Malena sendiri tak ingin membuang banyak waktu hanya untuk pertanyaan yang seharusnya mudah dijawab oleh sang empu, tapi Hanan sendiri yang mengambil banyak waktu dan terkesan terlalu berhati-hati untuk sekedar menjawab.

"pak Hanan" menjeda sejenak, "mengkhawatirkan orang lain itu memang penting, apalagi jika itu menyangkut keluarga dekat. Tapi ada baiknya anda juga mementingkan diri sendiri terlebih dahulu" memberi pengertian, meski ia yakin Hanan tahu itu.

 

Hanan bergerak sedikit memajukan duduknya, dengan gestur menahan gebu. "bukan seperti itu dokter, saya tahu maksud dokter. Tapi.."
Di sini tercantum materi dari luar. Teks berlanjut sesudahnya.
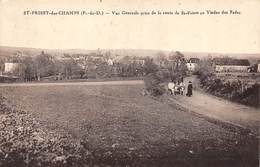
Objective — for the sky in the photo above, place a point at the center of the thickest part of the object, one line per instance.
(199, 33)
"lebih mengkhawatirkan jika orang lain tersebut yang justru malah membuat anda merasa terusik?" sambung Malena memotong kembali jeda Hanan yang masih ragu.

 

Jawabannya benar dalam hati Hanan, hanya saja bibirnya kelu untuk sekedar berucap singkat. Mereka kembali bersitatap sejenak, sebelum Malena duluan yang memutus untuk kembali menuliskan sesuatu di jurnalnya. Raut wanita itu nampak berubah tak terbaca, Hanan semakin gusar, tidak ingin pertemuan ini menjadi sesi konseling bagi diriya. Dia tidak memerlukan itu, dia hanya butuh sang dokter untuk mendengar alasannya datang.

 

"he did it to many people, include my big family" suara Hanan dipaksa keluar, terdengar getir.

 

Malena mau tak mau mengangkat pandangannya kembali, dan temukan raut muram Hanan yang nampak putus asa.

 

"masalahnya adalah dia" dengan suara sedikit bergetar, seperti lehernya kembali tercekik seperti sebelumnya mata yang penuh keputus asaan, seperti menyimpan mimpi buruk yang dialami Hanan apapun itu, selalu menghantuinya dan tidak bisa lepas dari benaknya. Jelas, Hanan sendiri memiliki trauma pada dirinya.